More than 8 million metric tons of plastic enter the ocean every year and become part of marine food webs. Photo by Matthew Savoca.

The paper’s lead author, Matthew Savoca, is a fellow at the U.S. National Oceanic and Atmospheric Administration in Monterey, California, researching the effects of pollution and litter on the ocean and its resources. His study is one of the first to demonstrate the importance of scent to fish like anchovies. And it reveals one reason that marine animals might be drawn to plastic in the first place.

“People try to make hypotheses about the color, shape and size of plastic pieces, but to me this [odor] hypothesis seems like one that was really important to test,” said ecologist Chelsea Rochman, an assistant professor at the University of Toronto, who was not involved in this study.

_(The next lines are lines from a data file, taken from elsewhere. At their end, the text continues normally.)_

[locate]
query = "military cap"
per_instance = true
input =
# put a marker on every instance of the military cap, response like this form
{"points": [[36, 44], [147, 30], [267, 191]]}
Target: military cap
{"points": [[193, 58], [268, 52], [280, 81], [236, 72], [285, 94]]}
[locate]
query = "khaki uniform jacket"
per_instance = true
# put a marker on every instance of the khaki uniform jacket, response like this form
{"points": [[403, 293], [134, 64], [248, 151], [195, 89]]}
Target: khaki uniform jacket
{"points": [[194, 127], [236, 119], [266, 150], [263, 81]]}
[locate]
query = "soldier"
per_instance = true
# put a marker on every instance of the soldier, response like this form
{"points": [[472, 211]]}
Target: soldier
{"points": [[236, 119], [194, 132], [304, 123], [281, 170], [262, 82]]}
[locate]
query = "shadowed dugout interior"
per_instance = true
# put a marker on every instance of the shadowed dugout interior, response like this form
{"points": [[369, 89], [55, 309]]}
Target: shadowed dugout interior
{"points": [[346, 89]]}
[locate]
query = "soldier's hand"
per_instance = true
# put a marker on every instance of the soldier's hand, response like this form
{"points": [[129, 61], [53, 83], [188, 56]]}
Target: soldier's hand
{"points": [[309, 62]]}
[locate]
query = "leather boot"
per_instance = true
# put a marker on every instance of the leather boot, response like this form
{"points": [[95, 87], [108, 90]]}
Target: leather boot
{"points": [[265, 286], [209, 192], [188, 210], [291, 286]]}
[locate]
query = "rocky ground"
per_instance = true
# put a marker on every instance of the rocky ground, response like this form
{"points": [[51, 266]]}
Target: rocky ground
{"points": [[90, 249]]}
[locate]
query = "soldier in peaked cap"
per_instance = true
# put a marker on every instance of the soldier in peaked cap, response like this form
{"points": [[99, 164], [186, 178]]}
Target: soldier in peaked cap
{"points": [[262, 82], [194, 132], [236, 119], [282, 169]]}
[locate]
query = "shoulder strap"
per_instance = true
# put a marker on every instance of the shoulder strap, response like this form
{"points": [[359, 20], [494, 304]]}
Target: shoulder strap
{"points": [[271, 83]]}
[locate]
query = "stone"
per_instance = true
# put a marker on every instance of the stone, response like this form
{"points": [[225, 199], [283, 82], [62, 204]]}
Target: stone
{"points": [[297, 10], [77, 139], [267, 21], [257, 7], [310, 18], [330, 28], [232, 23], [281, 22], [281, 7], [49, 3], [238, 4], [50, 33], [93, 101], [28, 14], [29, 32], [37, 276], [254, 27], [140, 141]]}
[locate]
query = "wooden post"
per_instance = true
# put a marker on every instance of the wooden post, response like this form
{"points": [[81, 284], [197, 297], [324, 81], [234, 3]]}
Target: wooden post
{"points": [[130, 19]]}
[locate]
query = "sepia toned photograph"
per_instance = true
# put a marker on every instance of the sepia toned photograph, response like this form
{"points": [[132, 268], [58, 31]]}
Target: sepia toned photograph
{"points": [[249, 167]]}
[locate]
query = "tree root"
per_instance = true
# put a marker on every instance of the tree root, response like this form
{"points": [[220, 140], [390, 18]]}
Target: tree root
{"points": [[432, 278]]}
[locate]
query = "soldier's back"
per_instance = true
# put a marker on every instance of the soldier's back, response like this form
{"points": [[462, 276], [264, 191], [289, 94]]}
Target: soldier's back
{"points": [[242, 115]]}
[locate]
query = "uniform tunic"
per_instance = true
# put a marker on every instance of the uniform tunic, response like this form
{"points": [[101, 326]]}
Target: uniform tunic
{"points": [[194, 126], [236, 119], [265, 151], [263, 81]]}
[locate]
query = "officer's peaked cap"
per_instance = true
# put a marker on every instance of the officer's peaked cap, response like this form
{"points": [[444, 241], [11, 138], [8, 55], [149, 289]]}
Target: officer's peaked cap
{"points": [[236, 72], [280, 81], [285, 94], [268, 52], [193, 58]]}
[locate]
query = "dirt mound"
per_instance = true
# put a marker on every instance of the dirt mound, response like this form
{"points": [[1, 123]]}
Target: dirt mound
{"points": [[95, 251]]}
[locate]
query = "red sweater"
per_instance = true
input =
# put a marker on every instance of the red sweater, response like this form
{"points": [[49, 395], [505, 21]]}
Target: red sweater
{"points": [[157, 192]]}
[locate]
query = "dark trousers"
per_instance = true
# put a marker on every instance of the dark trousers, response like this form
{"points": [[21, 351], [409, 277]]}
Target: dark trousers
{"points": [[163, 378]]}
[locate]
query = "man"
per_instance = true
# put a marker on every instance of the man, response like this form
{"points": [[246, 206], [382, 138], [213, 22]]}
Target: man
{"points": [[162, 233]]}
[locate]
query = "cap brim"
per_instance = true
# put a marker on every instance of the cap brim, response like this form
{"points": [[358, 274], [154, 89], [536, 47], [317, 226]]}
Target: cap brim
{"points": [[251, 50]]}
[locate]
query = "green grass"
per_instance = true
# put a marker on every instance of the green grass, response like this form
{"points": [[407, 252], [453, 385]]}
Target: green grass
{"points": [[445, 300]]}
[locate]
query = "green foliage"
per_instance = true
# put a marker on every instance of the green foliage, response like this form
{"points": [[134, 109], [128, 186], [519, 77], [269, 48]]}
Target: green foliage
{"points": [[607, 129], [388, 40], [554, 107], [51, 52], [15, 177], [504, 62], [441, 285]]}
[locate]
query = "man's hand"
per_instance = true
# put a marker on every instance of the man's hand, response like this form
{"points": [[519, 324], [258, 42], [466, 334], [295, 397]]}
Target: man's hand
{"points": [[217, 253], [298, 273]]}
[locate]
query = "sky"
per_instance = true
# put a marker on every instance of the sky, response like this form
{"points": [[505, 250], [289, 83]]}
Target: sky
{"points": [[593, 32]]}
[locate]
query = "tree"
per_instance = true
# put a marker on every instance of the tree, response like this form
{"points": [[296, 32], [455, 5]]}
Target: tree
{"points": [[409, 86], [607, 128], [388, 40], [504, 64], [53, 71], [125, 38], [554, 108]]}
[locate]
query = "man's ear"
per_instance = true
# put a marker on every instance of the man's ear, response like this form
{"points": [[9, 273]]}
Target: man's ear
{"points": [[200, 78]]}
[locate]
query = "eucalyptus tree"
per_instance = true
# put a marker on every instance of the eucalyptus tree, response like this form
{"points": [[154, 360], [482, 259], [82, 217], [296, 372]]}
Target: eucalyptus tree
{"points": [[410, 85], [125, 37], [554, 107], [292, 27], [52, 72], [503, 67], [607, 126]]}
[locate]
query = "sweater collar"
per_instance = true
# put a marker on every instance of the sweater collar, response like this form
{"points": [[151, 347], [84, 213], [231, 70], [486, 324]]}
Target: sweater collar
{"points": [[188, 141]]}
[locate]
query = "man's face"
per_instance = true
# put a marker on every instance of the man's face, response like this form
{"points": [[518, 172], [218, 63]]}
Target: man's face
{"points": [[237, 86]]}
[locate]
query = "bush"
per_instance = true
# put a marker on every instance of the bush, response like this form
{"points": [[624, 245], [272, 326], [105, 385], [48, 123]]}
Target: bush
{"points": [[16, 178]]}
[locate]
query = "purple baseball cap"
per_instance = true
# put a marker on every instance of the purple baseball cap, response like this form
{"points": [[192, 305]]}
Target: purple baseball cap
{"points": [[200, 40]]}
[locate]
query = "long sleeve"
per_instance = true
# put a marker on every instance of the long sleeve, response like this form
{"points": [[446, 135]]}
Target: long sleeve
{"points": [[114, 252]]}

To determine if anchovies responded to plastics by smell, Savoca and his team created a strange collection of marine teas. They created different scented liquids by steeping biofouled plastic, clean plastic and krill. They released their brews, along with control samples of clean water, into schools of hundreds of anchovies, set up in tanks at the Aquarium of the Bay in San Francisco.

When the anchovies smelled either their favorite food — small swarming crustaceans called krill — or Savoca’s smelly plastic tea, they responded dramatically. “They darted and dashed in various directions, which is indicative of the foraging behavior of these animals,” Savoca said in an interview. “These fish are just going bananas for the food and the plastic, really.”

But when the fish smelled the clean plastic and plain water, they just kept swimming in their usual circles.

Savoca realized this behavior might historically have been helpful to the fish. “When animals eat plastic, they’re not actually making a dumb decision,” he pointed out. “It might smell like food, look like food, taste like food. It will be really hard for them to learn to reject this stuff as ‘not food.’”

One estimate from a 2015 study suggested that the rate of plastic entering the oceans worldwide in 2010 was roughly one dump truck load per minute. That added an estimated 8 million metric tons of plastic to the ocean that year alone. Despite some efforts, plastic production and pollution isn’t slowing down.

Northern anchovies are small silvery fish that swim in enormous schools in temperate waters and feed mainly on plankton, like krill. Photo by Matthew Savoca.
Northern anchovies are small silvery fish that swim in enormous schools in temperate waters and feed mainly on plankton, like krill. Photo by Matthew Savoca.

Savoca and other researchers are starting to examine the effects on fish fooled into eating biofouled plastic — and the possible consequences for their predators, such as whales.

Billions of people worldwide rely on seafood as their main protein source, Rochman noted, and their diet may be getting riskier. Plastics contain myriad harmful chemicals (with acronyms such as BPA and DEHP) that potentially move more easily into the bodies of fish through a coating of algae and bacteria. Humans, said Rochman, could start to find evidence of plastic-polluted water in their fillets and fish sticks.

“We have to act now when we’re seeing relatively small amounts of plastic in the animals we’re eating,” said Savoca. “This could become a problem of human health concerns and not just animal health concerns.”